– To będzie bardzo trudny turniej, bo jedna porażka eliminuje cię z gry, jak na piłkarskim mundialu. Jeśli wyjdziesz z grupy, ale nie zagrasz dobrze w kolejnym meczu, odpadasz. Nie będzie łatwo, ale mam nadzieję, że będziemy gotowi na te najtrudniejsze momenty – powiedział przed mistrzostwami świata Uros Kovacević, przyjmujący reprezentacji Serbii.
Wróciłeś do reprezentacji Serbii, bo nie było cię w składzie na Ligę Narodów. Miło znaleźć się znowu po przerwie wśród kolegów z kadry?
Uros Kovacević: Zawsze fajnie jest wracać do reprezentacji. Potrzebowałem trochę odpoczynku, ostatni sezon w Zawierciu był dla mnie bardzo trudny pod względem fizycznym, ale też mentalnym. Rozmawiałem z Igorem Kolakoviciem jeszcze przed kontuzją kostki i poprosiłem go o czas na wakacje, bo czułem, że jest tego za dużo. Teraz czuję się bardzo dobrze, jestem gotowy, znowu zatęskniłem za siatkówką, więc bardzo tej przerwy potrzebowałem.
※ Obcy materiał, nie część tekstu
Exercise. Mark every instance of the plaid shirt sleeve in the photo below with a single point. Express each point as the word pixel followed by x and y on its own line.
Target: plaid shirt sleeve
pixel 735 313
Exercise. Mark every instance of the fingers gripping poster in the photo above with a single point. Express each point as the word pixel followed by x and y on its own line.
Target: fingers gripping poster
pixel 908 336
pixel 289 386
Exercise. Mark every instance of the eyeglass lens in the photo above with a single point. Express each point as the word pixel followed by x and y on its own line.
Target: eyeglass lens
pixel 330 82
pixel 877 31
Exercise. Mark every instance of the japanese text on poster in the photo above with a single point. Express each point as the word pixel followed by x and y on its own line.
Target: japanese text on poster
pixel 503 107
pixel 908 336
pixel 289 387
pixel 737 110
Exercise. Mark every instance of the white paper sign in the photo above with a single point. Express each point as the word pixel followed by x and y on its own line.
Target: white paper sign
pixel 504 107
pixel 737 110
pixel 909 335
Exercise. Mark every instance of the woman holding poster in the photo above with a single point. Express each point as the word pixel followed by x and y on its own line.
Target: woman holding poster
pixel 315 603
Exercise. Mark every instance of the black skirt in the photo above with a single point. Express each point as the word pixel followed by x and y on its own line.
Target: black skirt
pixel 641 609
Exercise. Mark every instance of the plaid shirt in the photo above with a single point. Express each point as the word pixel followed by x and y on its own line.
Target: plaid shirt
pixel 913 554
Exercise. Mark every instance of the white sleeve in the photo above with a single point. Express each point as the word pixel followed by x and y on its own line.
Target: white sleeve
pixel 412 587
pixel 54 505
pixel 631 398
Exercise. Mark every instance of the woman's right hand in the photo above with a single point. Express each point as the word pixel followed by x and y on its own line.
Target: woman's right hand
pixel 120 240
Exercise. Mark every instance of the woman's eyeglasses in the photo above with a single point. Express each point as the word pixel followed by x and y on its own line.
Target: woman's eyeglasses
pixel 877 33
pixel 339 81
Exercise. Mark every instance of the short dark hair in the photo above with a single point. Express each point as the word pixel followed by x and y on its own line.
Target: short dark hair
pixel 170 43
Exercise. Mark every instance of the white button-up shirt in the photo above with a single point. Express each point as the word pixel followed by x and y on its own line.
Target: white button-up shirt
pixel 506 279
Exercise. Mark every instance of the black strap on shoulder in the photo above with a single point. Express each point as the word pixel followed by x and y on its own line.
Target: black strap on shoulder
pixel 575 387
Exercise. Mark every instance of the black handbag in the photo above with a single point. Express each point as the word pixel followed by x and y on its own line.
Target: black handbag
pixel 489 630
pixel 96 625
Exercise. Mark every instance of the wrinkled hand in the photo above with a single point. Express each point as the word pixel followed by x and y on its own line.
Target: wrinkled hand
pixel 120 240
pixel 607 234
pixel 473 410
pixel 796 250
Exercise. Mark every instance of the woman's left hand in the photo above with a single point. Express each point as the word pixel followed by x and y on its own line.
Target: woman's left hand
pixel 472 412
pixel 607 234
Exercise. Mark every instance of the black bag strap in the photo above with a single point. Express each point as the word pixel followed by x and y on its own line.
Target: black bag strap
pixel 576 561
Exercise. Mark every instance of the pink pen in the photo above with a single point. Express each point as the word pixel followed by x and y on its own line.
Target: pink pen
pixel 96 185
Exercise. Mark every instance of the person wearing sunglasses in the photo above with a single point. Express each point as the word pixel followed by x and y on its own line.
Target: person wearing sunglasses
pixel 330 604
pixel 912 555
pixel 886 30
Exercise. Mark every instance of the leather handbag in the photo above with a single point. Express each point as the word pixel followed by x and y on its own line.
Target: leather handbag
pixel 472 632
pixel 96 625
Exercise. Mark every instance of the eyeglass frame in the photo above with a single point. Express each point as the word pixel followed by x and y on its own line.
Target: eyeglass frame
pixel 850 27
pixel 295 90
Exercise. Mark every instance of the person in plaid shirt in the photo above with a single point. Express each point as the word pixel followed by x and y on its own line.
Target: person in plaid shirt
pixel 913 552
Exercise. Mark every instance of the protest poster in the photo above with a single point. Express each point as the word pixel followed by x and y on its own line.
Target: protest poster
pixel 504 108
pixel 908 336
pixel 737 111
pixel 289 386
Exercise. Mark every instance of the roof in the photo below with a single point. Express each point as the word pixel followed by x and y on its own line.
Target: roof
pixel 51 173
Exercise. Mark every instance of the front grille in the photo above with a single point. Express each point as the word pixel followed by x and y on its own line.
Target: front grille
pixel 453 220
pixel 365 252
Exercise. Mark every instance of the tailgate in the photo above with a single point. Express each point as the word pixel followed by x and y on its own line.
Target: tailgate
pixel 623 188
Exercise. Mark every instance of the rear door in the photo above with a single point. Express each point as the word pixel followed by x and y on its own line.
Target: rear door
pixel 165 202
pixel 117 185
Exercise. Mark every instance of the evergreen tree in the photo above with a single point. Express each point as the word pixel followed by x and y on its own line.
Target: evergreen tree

Cieszysz się, że pracujesz z Igorem również w kadrze narodowej? Wrócił do niej po ośmiu latach przerwy.
– Tak, ostatni raz trenował naszą reprezentację w 2014 roku. Igor to niesamowity szkoleniowiec i wspaniała osoba, bardzo się cieszę, że po sezonie klubowym znowu możemy współpracować. Postaramy się osiągnąć razem najbardziej ambitne cele podczas nadchodzących mistrzostw świata. Na razie wszystko jest w porządku.
A jakie są te cele?
– To będzie bardzo trudny turniej, bo jedna porażka eliminuje cię z gry, jak na piłkarskim mundialu. Jeśli wyjdziesz z grupy, ale nie zagrasz dobrze w kolejnym meczu, odpadasz. Na pewno chcemy zostać w grze do końca, taki zawsze był nasz cel, od kiedy gram w reprezentacji. Nie będzie łatwo, ale mam nadzieję, że będziemy gotowi na te najtrudniejsze momenty.
Przylecieliście do Polski tuż przed startem Memoriału Wagnera i zostaniecie tutaj co najmniej do końca fazy grupowej mistrzostw świata. Cieszysz się, że gracie w naszym kraju, czy wolałbyś trafić do grupy, która swoje mecze rozgrywa w Słowenii? W końcu tam też kiedyś grałeś w klubie, a ponadto jest znacznie bliżej do Serbii.
– W Polsce zawsze organizacja stoi na najwyższym poziomie, podobnie we Włoszech. Powiedziałem już kiedyś w wywiadzie, że praktycznie każdego roku gramy coś w tych dwóch krajach i przez to nie jest już tak interesująco, jak kiedyś. Ciekawiej byłoby zagrać w Meksyku, Argentynie czy Stanach Zjednoczonych – państwach, które też mogłyby zorganizować taki turniej. Wiem jednak, że tutaj są pieniądze, a polscy kibice kochają siatkówkę i dlatego zawsze wspaniale się tutaj przyjeżdża i gra, a zwłaszcza, od kiedy gram w polskiej lidze. Byłoby jednak miło, gdyby w przyszłości doszło do większej rotacji krajów-gospodarzy. Myślę, że niektórzy fani z Polski też mają już dość, bo co chwilę jest tu jakiś turniej (śmiech).